Banales responded that Argueta "is not entitled to postjudgment interest as [Banales] tendered the amount of judgment immediately after it was signed." A tender, to be effective, must be legally valid; it must be unconditional; and it is without legal effect if it is accompanied by conditions which the debtor has no right to impose. Baucum v. Great Am. Ins. Co. of New York, 370 S.W.2d 863, 866 (Tex. 1963); e.g., Plasky v. Gulf Ins. Co., 160 Tex. 612, 616, 335 S.W.2d 581, 583-84 (Tex. 1960). The burden of proving a valid tender is on the party asserting it. Rozelle v. First Nat'l Bank in Dallas, 535 S.W.2d 768, 771 (Tex. Civ. App.-- Waco 1976, writ ref'd n.r.e.); e.g., Bus. Aircraft Corp. v. Elec. Communications, Inc., 391 S.W.2d 70, 71 (Tex. Civ. App.--San Antonio 1965, writ ref'd n.r.e.). Here, there is no verification in the record that Banales unconditionally tendered the amount of the judgment. (3) Furthermore, given our holding regarding prejudgment interest, the amount of the judgment will be reformed.
We order the clerk to retax the costs, and we remand this case to the trial court to calculate prejudgment interest consistent with this opinion and correct the judgment to reflect the correct interest rate. In all other respects, we affirm the trial court's judgment.
George C. Hanks, Jr.
Panel consists of Justices Nuchia, Hanks, and Bland.
1. "The successful party to a suit shall recover of his adversary all costs incurred therein, except where otherwise provided." Tex. R. Civ. P. 131.
2. We have already determined that Argueta was not entitled to the additional $1,100.

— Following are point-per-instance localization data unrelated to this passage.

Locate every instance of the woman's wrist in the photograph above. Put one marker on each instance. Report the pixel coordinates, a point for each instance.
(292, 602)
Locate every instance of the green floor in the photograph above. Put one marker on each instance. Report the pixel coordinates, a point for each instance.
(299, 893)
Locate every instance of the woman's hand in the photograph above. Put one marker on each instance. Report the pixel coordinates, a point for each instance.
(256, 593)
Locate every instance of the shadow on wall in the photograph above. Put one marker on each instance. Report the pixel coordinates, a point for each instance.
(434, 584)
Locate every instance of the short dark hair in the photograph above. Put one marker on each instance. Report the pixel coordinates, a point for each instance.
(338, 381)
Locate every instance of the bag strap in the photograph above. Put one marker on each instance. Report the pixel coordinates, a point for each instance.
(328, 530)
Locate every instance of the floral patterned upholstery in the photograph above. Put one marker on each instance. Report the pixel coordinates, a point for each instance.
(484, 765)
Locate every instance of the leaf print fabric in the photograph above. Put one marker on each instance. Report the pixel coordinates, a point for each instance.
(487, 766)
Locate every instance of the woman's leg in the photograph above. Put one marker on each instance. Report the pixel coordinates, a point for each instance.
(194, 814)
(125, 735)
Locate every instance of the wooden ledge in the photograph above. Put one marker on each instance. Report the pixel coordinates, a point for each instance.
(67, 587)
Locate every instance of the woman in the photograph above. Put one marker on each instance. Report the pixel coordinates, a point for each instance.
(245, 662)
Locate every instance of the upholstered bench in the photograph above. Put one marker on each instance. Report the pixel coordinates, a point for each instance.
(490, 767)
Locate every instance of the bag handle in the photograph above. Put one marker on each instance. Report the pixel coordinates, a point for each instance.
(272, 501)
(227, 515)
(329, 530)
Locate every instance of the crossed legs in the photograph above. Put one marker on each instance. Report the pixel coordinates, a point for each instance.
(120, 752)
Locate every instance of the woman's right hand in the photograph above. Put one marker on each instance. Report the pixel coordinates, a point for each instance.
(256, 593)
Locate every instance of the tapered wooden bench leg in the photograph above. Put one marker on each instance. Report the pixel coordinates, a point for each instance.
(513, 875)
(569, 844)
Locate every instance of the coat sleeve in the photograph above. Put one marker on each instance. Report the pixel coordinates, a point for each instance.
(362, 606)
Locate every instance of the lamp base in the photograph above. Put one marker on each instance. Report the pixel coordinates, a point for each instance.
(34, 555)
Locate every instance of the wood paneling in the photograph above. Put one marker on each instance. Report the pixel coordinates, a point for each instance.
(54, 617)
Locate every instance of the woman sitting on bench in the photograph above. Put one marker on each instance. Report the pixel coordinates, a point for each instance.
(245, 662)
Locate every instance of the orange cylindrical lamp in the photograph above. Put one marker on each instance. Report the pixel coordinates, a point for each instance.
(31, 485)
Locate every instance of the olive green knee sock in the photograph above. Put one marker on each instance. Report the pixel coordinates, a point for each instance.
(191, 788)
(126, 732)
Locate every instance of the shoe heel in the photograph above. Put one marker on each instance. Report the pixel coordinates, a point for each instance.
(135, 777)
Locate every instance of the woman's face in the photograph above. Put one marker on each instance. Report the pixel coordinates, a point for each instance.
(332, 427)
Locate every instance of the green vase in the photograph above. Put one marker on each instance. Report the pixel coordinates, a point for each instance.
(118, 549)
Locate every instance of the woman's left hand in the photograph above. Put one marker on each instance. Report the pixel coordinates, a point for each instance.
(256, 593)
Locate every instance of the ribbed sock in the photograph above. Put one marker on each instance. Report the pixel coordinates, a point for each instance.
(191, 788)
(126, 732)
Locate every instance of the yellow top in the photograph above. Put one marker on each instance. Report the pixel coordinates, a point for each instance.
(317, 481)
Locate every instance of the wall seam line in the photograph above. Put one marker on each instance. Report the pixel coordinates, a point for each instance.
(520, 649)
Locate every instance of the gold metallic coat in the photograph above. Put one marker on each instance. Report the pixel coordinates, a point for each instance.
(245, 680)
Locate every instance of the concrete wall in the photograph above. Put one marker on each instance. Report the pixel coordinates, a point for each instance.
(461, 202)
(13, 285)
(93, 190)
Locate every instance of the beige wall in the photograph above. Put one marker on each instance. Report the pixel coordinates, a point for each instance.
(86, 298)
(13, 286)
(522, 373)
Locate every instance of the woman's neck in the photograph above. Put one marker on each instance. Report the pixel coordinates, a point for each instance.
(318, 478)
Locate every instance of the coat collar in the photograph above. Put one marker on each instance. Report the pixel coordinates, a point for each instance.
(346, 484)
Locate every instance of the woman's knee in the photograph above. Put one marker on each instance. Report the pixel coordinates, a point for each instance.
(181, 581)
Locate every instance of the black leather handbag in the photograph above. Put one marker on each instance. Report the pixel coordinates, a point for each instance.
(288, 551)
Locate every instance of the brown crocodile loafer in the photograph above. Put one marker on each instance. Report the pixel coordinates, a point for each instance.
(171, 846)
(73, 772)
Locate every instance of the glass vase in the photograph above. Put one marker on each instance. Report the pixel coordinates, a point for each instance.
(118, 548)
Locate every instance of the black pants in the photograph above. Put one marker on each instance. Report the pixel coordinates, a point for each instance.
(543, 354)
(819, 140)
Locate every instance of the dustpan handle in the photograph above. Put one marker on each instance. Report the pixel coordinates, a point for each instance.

3. The record does contain a copy of a letter that Banales sent to Argueta's attorney. Attached to the letter is a copy of the check for the judgment. The letter indicates that the check will be released once Argueta signs a power of attorney releasing the car, and once he produces the original title for the car. The record is silent as to whether the check was actually given to Argueta.